At the request of several readers from Greater Charlottesville / Albemarle, we are posting this clarification:

Back on 18 February Jim Bacons posted “Bus Rapid Transit Studied for Charlottesville.”

We agree with Jim’s comments about the need for an authoritative analysis and who should pay for any shared-vehicle system.

Given our experience with shared-vehicle systems and our past work in the Charlottesville / Albemarle Subregion, we do not have high hopes for BRT penciling out.

At 6:30 PM we made the following comment on the original post (edited for clarification):

OK, no one seems interested in this topic so here are some thoughts:

BRT is primarily an “in-the-median” shared vehicle system.

In US of A, applications of BRT would work for a “two or three big stops” subsystem. For example Air and Space Annex / Dulles South Terminal, Dulles North Terminal and an Intermodal terminal in Tysons Corner.

(We should have noted a potential station at Reston Town Center. There would be vastly more demand and an existing limited access roadway with exclusive Airport Access lanes in this application as compared to a C’ville Zentrum to C’ville airport along US Route 29.)

In smaller agglomerations — e.g. Ottawa — BRT does not live up to its potential because there is not the nodal intensity to generate trip demand.

Unless there are Core stations underground as in Seattle, (very expensive) the system works best with when the station is under a big platform over the ‘expressway’ of which the BRT occupies the median.

Platforms such as employed in the U-Bahn service to Nordvest Zentrum in Frankfort AM would work well.

South American applications — e.g. Curitiba — have broad ‘Boulevards’ that separate Village-scale Superblocks.

C’VILLE does not have the Critical Mass to support any of these spacial distribution strategies.

What happened to the Street Car / Trolley idea for C’VILLE?

(Sean Tubbs of Charlottesville Tomorrow provided information on the Trolley proposal and provided other resource links in the original string which are very helpful.)

Following a post concerning the need for a “compelling vision”

EMR noted (again with editing for clarification):

The “compelling vision” must be a vision of future, functional settlement pattern, not of this or that Mobility and Access system. The Mobility and Access System comes after there is a decision on the desired settlement pattern.

This comment was misinterpreted by a commentor as being a suggestion that: “unless the plan is to Nuke C’VILLE and start all over”

There is a pervasive misunderstanding that it is hard to evolve functional settlement patterns from those that exist now.

Human settlement patterns are organic systems and they are continually evolving. The problem is that current Agency and Enterprise projects, programs, incentives and controls are not geared to evolving functional settlement patterns because alternatives make more money and / or gain more benefit for some in the short term.

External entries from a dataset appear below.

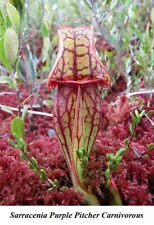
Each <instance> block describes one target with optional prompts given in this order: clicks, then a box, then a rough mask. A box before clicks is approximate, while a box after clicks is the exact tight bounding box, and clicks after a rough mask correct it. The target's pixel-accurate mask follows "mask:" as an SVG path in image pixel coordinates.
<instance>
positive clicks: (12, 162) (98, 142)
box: [0, 88, 154, 205]
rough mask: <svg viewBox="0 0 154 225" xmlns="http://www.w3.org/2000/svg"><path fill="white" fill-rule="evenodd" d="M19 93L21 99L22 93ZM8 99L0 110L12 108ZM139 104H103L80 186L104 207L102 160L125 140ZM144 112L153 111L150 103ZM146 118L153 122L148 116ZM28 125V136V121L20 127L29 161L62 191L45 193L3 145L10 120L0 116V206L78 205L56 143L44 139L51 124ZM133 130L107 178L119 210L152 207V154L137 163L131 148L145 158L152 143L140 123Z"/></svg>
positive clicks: (51, 139) (43, 95)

“how does C’VILLE or any area that already exists and cannot be torn down and recreated – evolve to more optimal settlement pattern?”

(See above)

“If I understand EMR correctly, it is futile to be thinking in terms of different ways of accomplishing access and mobility if the settlement pattern itself is dysfunctional.”

(No, it means that the first step is to create a plan for functional settlement patterns.)

(It also means that it is futile to try to spend money on a shared-vehicle system in hopes that a functional settlement pattern will just evolve due to the new system. The settlement pattern and the Mobility and Access system must be planned and evolve together.)

There are many individuals and several groups that would like to see a clear rendition of what the shape of the future should be in Greater Charlottesville / Albemarle

Once those images are clearly articulated, a number of shared vehicle systems should be examined to see which (one or more) systems best serve these settlement patterns.

One of the many weaknesses of the Blog format is that posters, commentors and readers must be ever vigilant lest intentional or unintentional attempts to misinterpret comments mislead those who are seeking an understanding of complex issues related to human settlement patterns.

Comments on the original C’ville post by Jim Bacon and especially on the proceeding post by Jim titled “Heavy Rail and Flying Pigs” are prime examples of comments by those who have an agenda to (and/or are paid to) confuse and confound useful dialogue.

Our thanks to those who were confused by the comments and contacted us directly for clarification.

We hope this clarification is of use to those who are trying to bring functional settlement patterns in the Charlottesville – Albemarle Subregion.